From the fourteen full-text articles included, the report by Vetter et al. (25) had characteristics that were unexpected and not mentioned in the inclusion or exclusion criteria for the review. This report describes a body weight analysis of the individuals included in the study by Stern et al. (26), conducted 36 months after randomisation. Nevertheless, follow-up ceased after 12 months; thus, it was not possible to assess whether the individuals continued with the intervention in the period after follow-up, so the data from this full-text article were included in a sensitivity analysis.

In total, thirteen studies were included in the quantitative analysis, with a total of 1577 individuals randomised to a condition (787 to a LFD group and 790 to a VLCKD group). From these, six studies had more than two intervention groups, and it was determined by consensus which groups fit best in the analysis. Intervention groups of all studies are shown in the Supplementary material (available online).

Assessment of risk of bias

The risk of bias in the studies at the primary outcome level is shown in Table 2. In the final result, nine from the thirteen included studies were assessed as having a low risk of bias.

Table 2 Risk of bias of the included studies

Of these nine studies, two did not report the sequence generation method used, while seven did not report using any measure to conceal the allocation. All the nine studies did not report blinding of the outcome assessors, but as all the outcomes are objective, it is unlikely that this domain affected the results of the trials. Regarding the handling of missing data, five studies were categorised as having a high risk of bias because they utilised a per-protocol analysis.

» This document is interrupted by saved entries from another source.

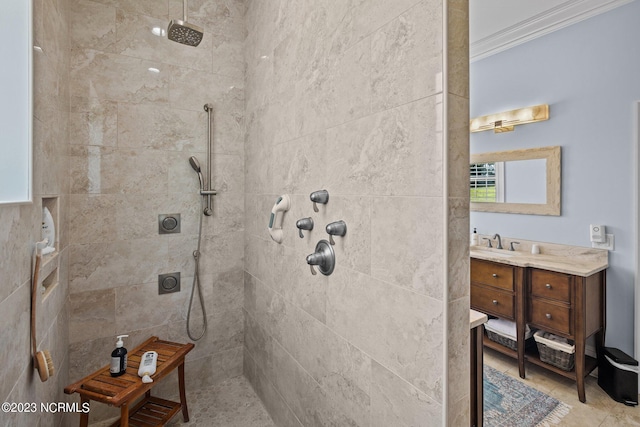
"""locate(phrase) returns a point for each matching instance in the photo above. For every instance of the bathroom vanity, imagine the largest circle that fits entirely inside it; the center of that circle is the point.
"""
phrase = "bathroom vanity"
(562, 291)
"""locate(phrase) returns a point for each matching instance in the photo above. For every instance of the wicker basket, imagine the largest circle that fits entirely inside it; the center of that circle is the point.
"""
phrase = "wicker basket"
(559, 355)
(497, 336)
(501, 339)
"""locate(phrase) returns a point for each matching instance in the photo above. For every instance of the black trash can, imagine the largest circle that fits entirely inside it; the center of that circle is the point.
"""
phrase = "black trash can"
(618, 376)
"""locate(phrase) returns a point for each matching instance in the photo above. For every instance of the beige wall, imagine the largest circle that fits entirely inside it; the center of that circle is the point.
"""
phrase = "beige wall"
(355, 97)
(359, 98)
(132, 132)
(21, 228)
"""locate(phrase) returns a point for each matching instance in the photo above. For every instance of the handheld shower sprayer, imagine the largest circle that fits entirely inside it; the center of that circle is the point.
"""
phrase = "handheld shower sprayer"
(196, 167)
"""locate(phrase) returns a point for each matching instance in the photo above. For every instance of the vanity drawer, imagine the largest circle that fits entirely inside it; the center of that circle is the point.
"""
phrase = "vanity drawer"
(549, 316)
(492, 274)
(551, 285)
(493, 301)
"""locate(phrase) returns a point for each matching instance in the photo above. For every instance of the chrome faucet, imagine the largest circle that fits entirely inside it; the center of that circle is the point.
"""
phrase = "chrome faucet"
(497, 236)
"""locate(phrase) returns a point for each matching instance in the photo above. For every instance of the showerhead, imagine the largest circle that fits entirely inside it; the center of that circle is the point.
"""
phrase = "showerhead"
(195, 164)
(183, 32)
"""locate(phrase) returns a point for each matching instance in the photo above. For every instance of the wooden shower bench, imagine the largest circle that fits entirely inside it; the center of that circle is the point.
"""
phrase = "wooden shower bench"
(124, 390)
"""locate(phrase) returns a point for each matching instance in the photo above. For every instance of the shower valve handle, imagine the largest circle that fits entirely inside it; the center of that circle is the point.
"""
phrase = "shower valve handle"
(320, 196)
(304, 224)
(324, 257)
(338, 228)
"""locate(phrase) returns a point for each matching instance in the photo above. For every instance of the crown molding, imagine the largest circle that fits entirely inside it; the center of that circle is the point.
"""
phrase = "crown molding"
(568, 13)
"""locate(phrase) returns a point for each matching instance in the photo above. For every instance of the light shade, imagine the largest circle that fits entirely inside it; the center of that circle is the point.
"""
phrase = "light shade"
(505, 122)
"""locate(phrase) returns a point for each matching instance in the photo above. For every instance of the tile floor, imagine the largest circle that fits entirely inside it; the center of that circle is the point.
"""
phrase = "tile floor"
(232, 403)
(599, 410)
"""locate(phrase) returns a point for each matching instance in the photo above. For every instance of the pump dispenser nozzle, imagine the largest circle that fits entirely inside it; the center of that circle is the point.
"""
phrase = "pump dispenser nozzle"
(119, 343)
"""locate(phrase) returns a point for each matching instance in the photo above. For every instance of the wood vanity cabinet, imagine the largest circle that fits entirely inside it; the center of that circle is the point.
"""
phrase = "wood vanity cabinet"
(567, 305)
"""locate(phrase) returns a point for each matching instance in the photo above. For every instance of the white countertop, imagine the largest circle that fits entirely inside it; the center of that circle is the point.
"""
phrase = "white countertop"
(476, 319)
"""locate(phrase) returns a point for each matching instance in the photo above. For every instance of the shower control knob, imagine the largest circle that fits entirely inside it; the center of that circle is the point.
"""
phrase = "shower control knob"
(338, 228)
(324, 258)
(304, 224)
(321, 196)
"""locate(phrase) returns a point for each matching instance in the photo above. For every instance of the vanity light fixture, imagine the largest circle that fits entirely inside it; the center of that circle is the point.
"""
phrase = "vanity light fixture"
(505, 122)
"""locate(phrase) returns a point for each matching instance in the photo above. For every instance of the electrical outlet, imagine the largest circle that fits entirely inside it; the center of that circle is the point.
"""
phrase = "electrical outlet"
(609, 244)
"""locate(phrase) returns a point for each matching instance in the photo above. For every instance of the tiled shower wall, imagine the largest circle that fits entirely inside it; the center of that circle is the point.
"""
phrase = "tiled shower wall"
(366, 99)
(20, 228)
(136, 117)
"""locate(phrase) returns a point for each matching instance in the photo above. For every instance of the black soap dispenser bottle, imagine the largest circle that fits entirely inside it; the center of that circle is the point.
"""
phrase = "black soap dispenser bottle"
(119, 358)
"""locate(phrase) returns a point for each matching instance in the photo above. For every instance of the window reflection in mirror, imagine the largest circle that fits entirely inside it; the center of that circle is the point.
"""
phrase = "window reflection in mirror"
(520, 181)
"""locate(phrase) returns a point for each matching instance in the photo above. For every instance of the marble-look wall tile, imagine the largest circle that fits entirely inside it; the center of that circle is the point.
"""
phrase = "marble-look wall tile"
(407, 40)
(158, 127)
(376, 147)
(93, 121)
(55, 41)
(411, 260)
(108, 265)
(458, 145)
(14, 331)
(108, 170)
(273, 401)
(459, 249)
(205, 372)
(339, 367)
(155, 8)
(369, 16)
(225, 331)
(458, 47)
(300, 164)
(394, 402)
(21, 227)
(15, 248)
(458, 351)
(117, 77)
(359, 308)
(134, 38)
(136, 215)
(295, 282)
(216, 17)
(141, 307)
(222, 252)
(311, 404)
(93, 25)
(92, 217)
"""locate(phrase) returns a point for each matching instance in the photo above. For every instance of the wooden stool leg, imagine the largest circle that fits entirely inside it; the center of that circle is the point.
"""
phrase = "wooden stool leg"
(124, 415)
(183, 395)
(84, 417)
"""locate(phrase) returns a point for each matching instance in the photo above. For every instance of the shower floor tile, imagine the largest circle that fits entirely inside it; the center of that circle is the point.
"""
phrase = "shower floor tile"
(232, 403)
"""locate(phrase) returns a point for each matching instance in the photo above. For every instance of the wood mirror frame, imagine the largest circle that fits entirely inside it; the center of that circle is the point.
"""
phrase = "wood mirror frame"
(553, 157)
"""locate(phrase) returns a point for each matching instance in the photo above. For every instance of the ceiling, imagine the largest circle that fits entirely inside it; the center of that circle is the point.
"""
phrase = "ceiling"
(497, 25)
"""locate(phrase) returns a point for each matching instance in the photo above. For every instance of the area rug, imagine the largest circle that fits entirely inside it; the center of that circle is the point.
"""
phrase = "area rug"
(508, 402)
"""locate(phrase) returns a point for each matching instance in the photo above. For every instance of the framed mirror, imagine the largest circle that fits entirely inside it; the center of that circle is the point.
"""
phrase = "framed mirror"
(519, 181)
(15, 102)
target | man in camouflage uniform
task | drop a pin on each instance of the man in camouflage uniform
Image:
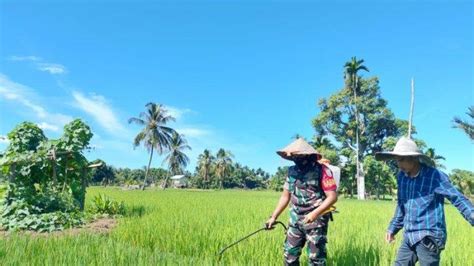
(311, 189)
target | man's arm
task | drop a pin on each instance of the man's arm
(396, 224)
(459, 201)
(331, 198)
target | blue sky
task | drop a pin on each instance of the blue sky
(241, 75)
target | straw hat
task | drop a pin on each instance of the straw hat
(298, 147)
(404, 147)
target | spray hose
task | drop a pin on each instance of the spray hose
(251, 234)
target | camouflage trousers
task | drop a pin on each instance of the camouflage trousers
(315, 240)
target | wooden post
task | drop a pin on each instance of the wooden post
(410, 120)
(83, 182)
(12, 171)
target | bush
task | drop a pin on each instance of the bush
(104, 205)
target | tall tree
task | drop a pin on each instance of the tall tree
(223, 165)
(377, 124)
(467, 127)
(435, 158)
(155, 134)
(177, 160)
(324, 146)
(352, 81)
(464, 181)
(205, 163)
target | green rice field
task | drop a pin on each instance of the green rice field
(189, 227)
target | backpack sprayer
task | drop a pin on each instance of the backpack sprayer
(265, 228)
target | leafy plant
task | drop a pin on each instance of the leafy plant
(46, 190)
(104, 205)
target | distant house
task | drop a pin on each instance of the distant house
(179, 181)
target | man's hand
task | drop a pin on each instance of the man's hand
(389, 237)
(269, 223)
(310, 217)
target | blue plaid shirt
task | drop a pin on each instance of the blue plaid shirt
(420, 208)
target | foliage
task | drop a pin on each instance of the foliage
(278, 180)
(377, 125)
(102, 204)
(48, 177)
(103, 174)
(464, 181)
(223, 165)
(154, 134)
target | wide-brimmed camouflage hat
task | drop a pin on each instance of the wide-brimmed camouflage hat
(404, 147)
(297, 148)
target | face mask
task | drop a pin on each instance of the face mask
(302, 163)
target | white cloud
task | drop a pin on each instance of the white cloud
(177, 113)
(97, 107)
(24, 58)
(4, 140)
(193, 132)
(23, 95)
(52, 68)
(46, 126)
(40, 64)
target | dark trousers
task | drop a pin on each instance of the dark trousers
(425, 251)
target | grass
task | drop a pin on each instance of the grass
(178, 227)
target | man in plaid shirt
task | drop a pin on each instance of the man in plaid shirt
(420, 209)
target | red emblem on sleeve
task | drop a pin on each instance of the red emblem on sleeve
(328, 183)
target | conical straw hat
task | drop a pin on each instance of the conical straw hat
(404, 147)
(298, 147)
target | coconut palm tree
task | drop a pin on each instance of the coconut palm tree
(176, 158)
(205, 162)
(223, 165)
(352, 81)
(155, 135)
(468, 127)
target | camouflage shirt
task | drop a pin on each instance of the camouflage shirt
(307, 192)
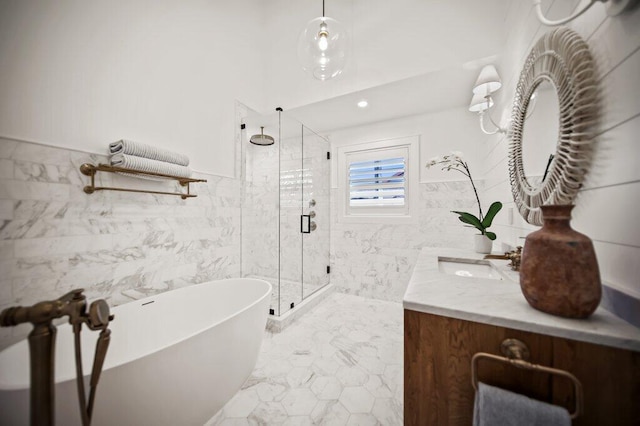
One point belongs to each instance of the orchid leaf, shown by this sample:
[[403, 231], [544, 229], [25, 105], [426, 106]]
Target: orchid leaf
[[491, 213], [470, 219]]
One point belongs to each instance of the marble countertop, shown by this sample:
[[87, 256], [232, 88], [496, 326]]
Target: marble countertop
[[501, 303]]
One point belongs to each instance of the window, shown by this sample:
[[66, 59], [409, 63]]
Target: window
[[376, 180]]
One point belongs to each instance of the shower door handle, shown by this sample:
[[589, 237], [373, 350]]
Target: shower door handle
[[305, 225]]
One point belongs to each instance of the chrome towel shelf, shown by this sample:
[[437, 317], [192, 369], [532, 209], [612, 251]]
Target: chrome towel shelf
[[516, 353], [88, 169]]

There was no evidence of selective outcome reporting.

Data analysis

Body weight

All the thirteen included studies (1415 patients) were assessed (Fig. 2(a)). The individuals assigned to a VLCKD achieved a significantly greater weight loss compared with the individuals assigned to a LFD (WMD − 0·91 (95 % CI − 1·65, − 0·17) kg, P= 0·02; I 2= 0 %, P= 0·47). This result was consistent across all subgroup analyses, except for the subgroup of studies with 24 months of follow-up (data not shown). The substitution of the data from Stern et al. (26) for the data from Vetter et al. (25) changed the results (WMD − 0·73 (95 % CI − 1·52, 0·06) kg, P= 0·07; I 2= 5 %, P= 0·39). There was no evidence of publication bias (P= 0·34). The contour-enhanced funnel plots for body weight and all other outcomes are shown in the Supplementary material (available online).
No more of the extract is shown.